Again it can be shown that for any deterministic system strong enough to support Peano arithmetic or universal computation, the induction problem for general algorithms (laws) or behaviours (phenomenology) is provable unsolvable. Induction is thereby reduced to the unsolvability of the rule inference problem [8, 14, 64, 246, 336]. This is the task to identify a rule or law reproducing the behaviour of a deterministic system by observing its input-output performance by purely algorithmic means (not by oracles or intuition).
Informally, the algorithmic idea of the proof is to take any sufficiently powerful rule or method of induction and, by using it, to define some functional behaviour which is not identified by it. This amounts to a sort of diagonalization; that is, the construction of an algorithm which (passively) fakes the guesser by simulating some particular function until the guesser pretends to be able to guess the function correctly. In a second, diagonalization step, the faking algorithm then switches to a different functional behaviour to invalidate the guesser’s guess.

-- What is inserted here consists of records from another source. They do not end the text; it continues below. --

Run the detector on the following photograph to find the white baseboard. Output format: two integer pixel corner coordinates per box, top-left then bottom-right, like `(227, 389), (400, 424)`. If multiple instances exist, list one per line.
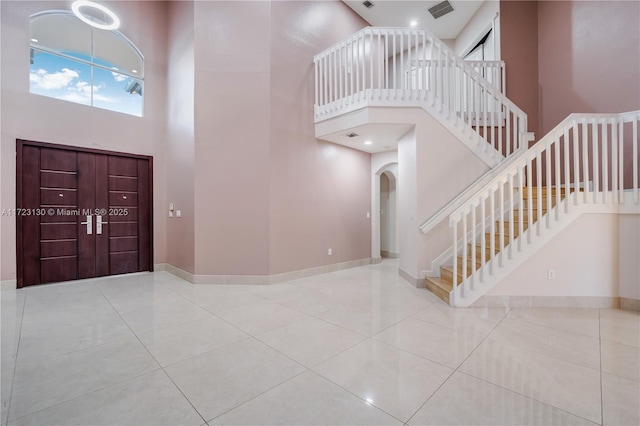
(164, 258), (373, 285)
(620, 297), (640, 312)
(398, 268), (427, 288)
(0, 280), (18, 291)
(164, 263), (194, 283)
(380, 250), (400, 259)
(470, 296), (620, 309)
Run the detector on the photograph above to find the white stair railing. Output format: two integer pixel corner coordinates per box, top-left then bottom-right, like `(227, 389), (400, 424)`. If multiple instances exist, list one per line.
(314, 27), (528, 158)
(449, 111), (640, 306)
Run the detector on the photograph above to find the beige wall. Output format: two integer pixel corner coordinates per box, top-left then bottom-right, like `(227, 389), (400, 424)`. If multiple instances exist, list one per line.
(165, 1), (195, 273)
(500, 0), (542, 140)
(487, 214), (640, 299)
(0, 1), (167, 280)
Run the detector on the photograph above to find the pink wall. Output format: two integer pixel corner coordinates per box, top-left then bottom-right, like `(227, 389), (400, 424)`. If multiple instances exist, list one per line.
(487, 214), (620, 297)
(0, 1), (167, 280)
(536, 1), (640, 133)
(500, 0), (640, 139)
(500, 0), (542, 139)
(162, 1), (195, 273)
(269, 1), (371, 274)
(190, 1), (370, 275)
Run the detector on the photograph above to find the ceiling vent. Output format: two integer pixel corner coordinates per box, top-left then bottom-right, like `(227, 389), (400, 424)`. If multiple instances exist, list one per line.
(429, 0), (453, 19)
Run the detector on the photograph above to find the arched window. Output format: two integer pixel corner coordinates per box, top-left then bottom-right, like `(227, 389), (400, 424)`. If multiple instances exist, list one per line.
(29, 10), (144, 117)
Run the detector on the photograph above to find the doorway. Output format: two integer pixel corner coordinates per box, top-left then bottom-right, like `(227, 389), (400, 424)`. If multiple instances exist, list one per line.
(16, 140), (153, 288)
(380, 171), (398, 258)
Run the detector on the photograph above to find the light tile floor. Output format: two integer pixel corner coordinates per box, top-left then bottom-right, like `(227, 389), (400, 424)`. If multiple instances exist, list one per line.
(0, 261), (640, 426)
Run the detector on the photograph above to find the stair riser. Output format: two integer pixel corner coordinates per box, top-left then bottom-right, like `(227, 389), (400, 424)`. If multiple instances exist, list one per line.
(522, 186), (574, 198)
(425, 278), (449, 304)
(467, 245), (500, 262)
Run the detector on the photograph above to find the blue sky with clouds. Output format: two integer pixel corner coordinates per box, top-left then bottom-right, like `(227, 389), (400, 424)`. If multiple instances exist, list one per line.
(29, 50), (142, 116)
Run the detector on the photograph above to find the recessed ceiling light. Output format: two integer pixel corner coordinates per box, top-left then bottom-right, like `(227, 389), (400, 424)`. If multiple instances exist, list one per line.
(71, 0), (120, 30)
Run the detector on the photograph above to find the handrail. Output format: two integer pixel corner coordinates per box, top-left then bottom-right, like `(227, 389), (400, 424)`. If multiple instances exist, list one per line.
(419, 133), (533, 234)
(449, 110), (640, 300)
(314, 27), (527, 158)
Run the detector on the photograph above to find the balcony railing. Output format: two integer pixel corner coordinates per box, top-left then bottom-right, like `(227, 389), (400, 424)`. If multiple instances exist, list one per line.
(314, 27), (528, 157)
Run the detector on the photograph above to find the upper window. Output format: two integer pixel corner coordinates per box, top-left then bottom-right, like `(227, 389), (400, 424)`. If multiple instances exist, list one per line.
(29, 11), (144, 117)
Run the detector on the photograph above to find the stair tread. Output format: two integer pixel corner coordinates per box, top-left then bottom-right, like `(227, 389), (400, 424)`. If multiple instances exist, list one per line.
(425, 277), (453, 291)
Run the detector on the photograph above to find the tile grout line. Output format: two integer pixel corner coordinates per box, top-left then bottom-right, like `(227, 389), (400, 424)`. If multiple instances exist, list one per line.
(205, 363), (311, 425)
(310, 366), (406, 425)
(96, 281), (207, 424)
(502, 308), (600, 339)
(406, 309), (511, 424)
(444, 308), (597, 424)
(5, 291), (28, 425)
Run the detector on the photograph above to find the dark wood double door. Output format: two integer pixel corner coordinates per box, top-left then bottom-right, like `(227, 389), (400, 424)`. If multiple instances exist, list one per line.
(15, 140), (153, 287)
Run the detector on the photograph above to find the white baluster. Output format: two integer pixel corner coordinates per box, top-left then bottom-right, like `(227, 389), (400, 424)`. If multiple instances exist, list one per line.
(518, 167), (524, 251)
(631, 117), (640, 204)
(469, 203), (478, 290)
(567, 120), (580, 205)
(581, 118), (589, 203)
(529, 152), (542, 236)
(538, 140), (560, 228)
(557, 127), (571, 215)
(478, 195), (484, 282)
(601, 119), (609, 204)
(508, 173), (522, 259)
(547, 137), (562, 220)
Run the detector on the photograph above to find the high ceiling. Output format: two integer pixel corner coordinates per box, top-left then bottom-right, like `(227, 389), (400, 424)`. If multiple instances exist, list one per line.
(343, 0), (484, 39)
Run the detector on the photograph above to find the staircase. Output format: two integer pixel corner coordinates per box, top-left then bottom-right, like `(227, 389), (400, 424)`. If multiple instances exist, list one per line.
(313, 27), (532, 167)
(421, 111), (640, 307)
(314, 27), (640, 307)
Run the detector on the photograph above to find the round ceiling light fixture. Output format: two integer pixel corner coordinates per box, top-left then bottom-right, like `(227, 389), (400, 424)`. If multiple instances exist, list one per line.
(71, 0), (120, 30)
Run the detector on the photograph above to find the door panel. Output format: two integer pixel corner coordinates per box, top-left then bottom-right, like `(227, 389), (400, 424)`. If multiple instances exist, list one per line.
(95, 155), (109, 277)
(109, 156), (138, 177)
(77, 152), (96, 278)
(40, 256), (78, 283)
(17, 141), (152, 287)
(40, 239), (78, 258)
(17, 146), (40, 285)
(110, 250), (139, 274)
(109, 236), (138, 253)
(109, 189), (138, 207)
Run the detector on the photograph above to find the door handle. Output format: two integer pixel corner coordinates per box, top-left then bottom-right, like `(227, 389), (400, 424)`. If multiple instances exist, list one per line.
(96, 215), (109, 235)
(80, 215), (93, 235)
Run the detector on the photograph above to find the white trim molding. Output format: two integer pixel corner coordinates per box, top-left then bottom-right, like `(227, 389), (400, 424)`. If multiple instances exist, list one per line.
(164, 257), (375, 285)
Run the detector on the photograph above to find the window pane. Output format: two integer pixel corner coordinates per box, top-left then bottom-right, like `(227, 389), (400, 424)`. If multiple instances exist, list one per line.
(93, 31), (143, 77)
(29, 50), (91, 105)
(31, 14), (91, 60)
(93, 68), (142, 117)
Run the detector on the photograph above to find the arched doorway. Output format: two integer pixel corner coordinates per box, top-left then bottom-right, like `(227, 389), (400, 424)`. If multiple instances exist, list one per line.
(371, 163), (399, 262)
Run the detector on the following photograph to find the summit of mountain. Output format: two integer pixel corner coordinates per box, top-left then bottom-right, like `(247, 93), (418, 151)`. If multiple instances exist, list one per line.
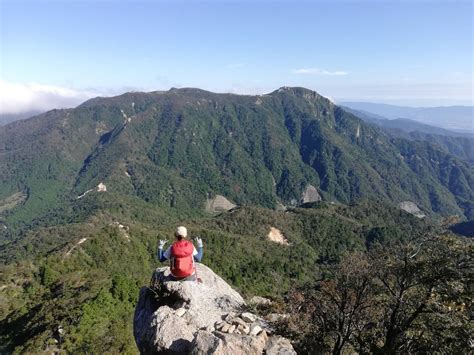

One can also relate this result to the recursive unsolvability of the halting problem, or in turn interpret it quantitatively in terms of the busy beaver function: there is no recursive bound on the time the guesser has to wait to make sure that the guess is correct. More generally, one could relate induction also to the problem of functional equivalence, which is provable undecidable [435, Sect. 2.1, pp. 33,34]: do two or more algorithms compute the same function? Two algorithms \(\varphi \) and \(\psi \) are equivalent if and only if they share a common domain (and image), and for any argument x of the domain, they are conditionally equal \(\varphi (x) = \psi (x)\); that is, both sides are meaningful at the same time and, if meaningful, they assume the same value.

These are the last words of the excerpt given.